Their identity as “foreign domestic worker” is so overriding that their roles as women, mothers, Hong Kong residents and employees are overlooked.
This is the thought-provoking message I received during a recent panel discussion at the Equal Opportunities Commission (EOC) from a foreign domestic worker, speaking about the intersectional challenges they face as working women.
As the chairperson of the EOC, I am fully aware of the stereotypes, biases, discrimination and harassment this implies.
Unlike most of us, with their workplace literally being their home in Hong Kong, the boundaries of being “on duty”, “off duty”, and “on standby” for foreign domestic workers are often blurred. Employers and their families may not be always mindful of the helper’s need for personal space and rest. To some of them, working hours start right at waking up and last till bedtime, with no genuine rest until Sunday.
Those domestic workers who are mothers cannot take care of their own children as normal working parents can.
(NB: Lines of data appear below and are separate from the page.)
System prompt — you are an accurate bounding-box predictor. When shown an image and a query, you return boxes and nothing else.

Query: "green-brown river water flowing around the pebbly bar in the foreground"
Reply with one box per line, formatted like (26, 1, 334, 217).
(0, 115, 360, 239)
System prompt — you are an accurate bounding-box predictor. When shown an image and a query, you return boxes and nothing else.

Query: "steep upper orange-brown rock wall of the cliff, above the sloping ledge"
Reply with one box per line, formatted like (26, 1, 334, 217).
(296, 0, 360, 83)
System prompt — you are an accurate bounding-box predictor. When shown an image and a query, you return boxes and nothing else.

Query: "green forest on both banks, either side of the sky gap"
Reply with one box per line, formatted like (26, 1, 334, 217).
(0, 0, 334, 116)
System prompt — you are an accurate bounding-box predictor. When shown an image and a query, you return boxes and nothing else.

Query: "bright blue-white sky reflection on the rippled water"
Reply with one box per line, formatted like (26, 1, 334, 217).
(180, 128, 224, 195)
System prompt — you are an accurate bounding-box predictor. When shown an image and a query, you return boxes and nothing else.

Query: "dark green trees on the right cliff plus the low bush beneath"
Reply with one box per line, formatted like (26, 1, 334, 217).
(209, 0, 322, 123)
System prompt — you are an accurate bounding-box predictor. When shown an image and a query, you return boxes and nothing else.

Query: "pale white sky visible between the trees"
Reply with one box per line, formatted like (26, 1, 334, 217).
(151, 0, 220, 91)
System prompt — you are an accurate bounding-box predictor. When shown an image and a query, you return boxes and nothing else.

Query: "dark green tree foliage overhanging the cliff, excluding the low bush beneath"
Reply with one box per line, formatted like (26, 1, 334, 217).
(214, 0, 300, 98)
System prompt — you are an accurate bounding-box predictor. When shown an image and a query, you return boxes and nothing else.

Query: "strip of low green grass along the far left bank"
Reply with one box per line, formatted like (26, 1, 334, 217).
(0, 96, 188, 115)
This can take a toll on their emotional well-being. We have also encountered cases of unlawful dismissal of pregnant and sick domestic workers. A recent appalling example is some domestic helpers being expelled from home and sleeping in the streets after they tested positive for Covid-19.
Foreign domestic workers face multiple challenges despite being the backbone of most families in Hong Kong. During the epidemic, without their help, many families could not cope with maintaining extra hygiene while supporting children’s home lessons. Regrettably, despite their contribution to us, they are often looked down on. It is not news that they are cold-shouldered, disrespected in most aspects of life, and subjected to discrimination in public spaces or when receiving services.
I still believe that many employers of foreign domestic workers in Hong Kong are mindful of their obligations and maintain a good relationship with their helpers while fighting the virus as one. However, we must confront the fact that discrimination against them is sometimes blatant. There is surely room for improvement in policy and regulation, an issue worthy of discussion in a separate article.
Another key topic raised in our panel discussion is stereotypes. To address this issue, in public messaging as well as formal education, foreign domestic workers should not be simply portrayed as servants from certain overseas countries but also as Hong Kong residents and employees, in order to unleash our manpower.
The media can play an important part by describing them from multiple perspectives and avoiding accentuating racial features. Instead of reinforcing stereotypical narratives of foreign domestic workers, they should be presented as individuals with diverse identities like everyone else.
Foreign domestic helpers are an integral part of Hong Kong and their contributions should never be undermined. Treat them with respect, as you would expect to be treated yourself.